Speech Recognition in Silicon
Ben Sullivan writes "NSF-funded researchers are working to develop a silicon-based approach to speech recognition. "The goal is to create a radically new and efficient silicon chip architecture that only does speech recognition, but does this 100 to 1,000 times more efficiently than a conventional computer." Good use of $1 million?"
My friend and I were talking about this. In countries that are more totalitarian, it could be used to root out "dangerous people" www.geocities.com/James_Sager_PA
God spoke to me.
100 to 1000 times more efficient worth $1M? meh. maybe.
100 to 1000 times more accurate worth $1M? definitely.
Damned straight it is! In government terms, that's a pittance. In government-funded science terms, it's downright INFINITESIMAL. It isn't even couch change, it's more like the stale pretzel under the couch cushion.
But, of course, cue the armchair blogging fanatics without a formal science education, waxing poetic about the infinite power and glory of x86 hardware running clever open source software. Maybe we could do it in perl!
I'm curious to see if their research will improve Natural Language Queries, as opposed to just improving speech recognition. There is an important difference between having to say: SELECT name FROM users WHERE id=12345 and saying: Pull up the name of employee number 12345.
-dave
http://millionnumbers.com/ - own the number of your dreams
I once did a lot of work with speech recognition software, having a former significant other who was disabled. I tested a number of programs, and found the biggest problem to be the wide variances in users' dialects. The programs all have to be trained initially to recognize a single users' voice. This means that a program trained for a Bostonian may not work for someone from Arkansas, Texas, or Louisiana. Also, the programs' effectiveness decreased over time if you did not use it regularly.
I don't know how possible it will be to make a program that can recognize all English users. Will someone who speaks Oxford English be recognized as well as a surfer from California? I doubt it.
Never look down your nose at others. Someday, someone is bound to see your boogers.
This seems like a situation where a hardware accelerated approach is pretty sensible. I'm guessing there is large amounts of signal processing involved in speech recognition. With a custom chip like this it probably helps greatly to offload some of that onto a dedicated chip in the same way as GPUs are used on graphics cards. The only problem I can see is that there might not be much market for it. GPUs have an obvious market (games), but there is less demand for speech processing. Star-Trek style interfaces are nice to dream of but for most common tasks a keyboard and mouse will probably give you a faster and more accurate interface.
gmail invite
- Voice controlled robots ("You missed a corner, vacuum cleaner")
- Data search by voice ("Find me a channel that plays Star Trek")
Kinda jumping ahead of yourself, aren't you? There are two steps to an operation like these, speech to text, and understanding the text you get out. Speech recognition gives you the first part, but you still have to be able to pull apart the sentence and figure out what it means.
Also, the article didn't say more accurate than software, it said more efficient. You know, uses less power and stuff like that? If the applications you mention (like search via voice) were possible/usable, you could run them today on an upper-end PC no problem.

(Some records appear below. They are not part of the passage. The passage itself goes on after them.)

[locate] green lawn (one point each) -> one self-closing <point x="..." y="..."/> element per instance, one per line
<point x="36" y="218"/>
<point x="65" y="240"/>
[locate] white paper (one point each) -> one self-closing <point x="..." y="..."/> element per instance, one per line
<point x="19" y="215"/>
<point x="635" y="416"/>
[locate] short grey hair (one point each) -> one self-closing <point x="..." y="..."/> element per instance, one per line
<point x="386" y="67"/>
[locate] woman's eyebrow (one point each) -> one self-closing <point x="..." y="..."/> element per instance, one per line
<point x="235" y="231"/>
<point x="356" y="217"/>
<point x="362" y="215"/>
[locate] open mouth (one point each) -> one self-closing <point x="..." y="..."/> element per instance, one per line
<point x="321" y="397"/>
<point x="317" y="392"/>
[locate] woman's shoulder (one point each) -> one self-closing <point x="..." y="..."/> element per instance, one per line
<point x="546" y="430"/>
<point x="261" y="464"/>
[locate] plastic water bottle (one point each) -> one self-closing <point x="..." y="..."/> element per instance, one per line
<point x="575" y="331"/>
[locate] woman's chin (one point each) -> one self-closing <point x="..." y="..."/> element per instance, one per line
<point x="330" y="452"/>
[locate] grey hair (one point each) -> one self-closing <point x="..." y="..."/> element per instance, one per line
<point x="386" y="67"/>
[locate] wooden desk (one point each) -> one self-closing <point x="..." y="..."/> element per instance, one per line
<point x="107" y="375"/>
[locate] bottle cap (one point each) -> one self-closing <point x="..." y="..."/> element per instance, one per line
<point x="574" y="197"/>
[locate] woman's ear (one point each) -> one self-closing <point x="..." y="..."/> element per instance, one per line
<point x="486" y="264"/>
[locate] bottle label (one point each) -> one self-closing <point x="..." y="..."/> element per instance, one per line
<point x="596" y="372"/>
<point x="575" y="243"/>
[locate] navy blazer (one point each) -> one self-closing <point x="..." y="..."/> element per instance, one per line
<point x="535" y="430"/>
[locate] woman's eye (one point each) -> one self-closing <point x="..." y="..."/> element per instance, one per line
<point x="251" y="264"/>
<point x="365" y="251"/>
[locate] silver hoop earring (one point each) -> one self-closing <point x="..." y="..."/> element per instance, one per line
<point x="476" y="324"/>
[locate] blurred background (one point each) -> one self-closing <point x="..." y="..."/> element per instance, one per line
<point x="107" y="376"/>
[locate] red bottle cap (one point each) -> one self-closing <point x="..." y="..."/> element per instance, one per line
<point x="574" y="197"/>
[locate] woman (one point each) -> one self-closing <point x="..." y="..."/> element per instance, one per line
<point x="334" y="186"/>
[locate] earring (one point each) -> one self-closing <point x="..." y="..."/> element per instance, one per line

I want to sing the general tone of a song I heard on the radio in a microphone and have google direct me to that album on froogle.
THAT would be awesome!
I work on product X and think of all the possibilities (list slightly feasible but most likely never going to happen features).
If this is really true what they're saying then people should put tons more money into product X!
Actually, use of speech recognition technology to index video clips for search engines _is_ both a very desirable technology, and something that can be done fairly easily (most professionally produced video, at least, takes great pains to have one speaker at a time and keep noise to a minimum). There's a fair bit of video content accessible via the web right now, and this will only increase (most new digital cameras can take video clips now - remember how quickly still pictures flooded the web when digicams first became available?).
Speech recognition technology has trouble when it's trying to sort out a noisy environment or a degraded communications channel, and has trouble holding useful open-ended conversations (as opposed to task-driven), but it's very capable in most other contexts. After all, the field has been under study for decades.
In summary, your mocking of the parent post is premature.
making quantum leaps in speech recognition has tremendous potential for deaf and hard-of-hearing (I am the latter)
Imagine being in a meeting (almost always a problem for hearing impaired people) and having real-time subtitles.
$1 million is a TINY price considering upwards of 20% of the nation has some hearing loss and hearing aids cost on the order of $4000 a pair.
A year spent in artificial intelligence is enough to make one believe in God.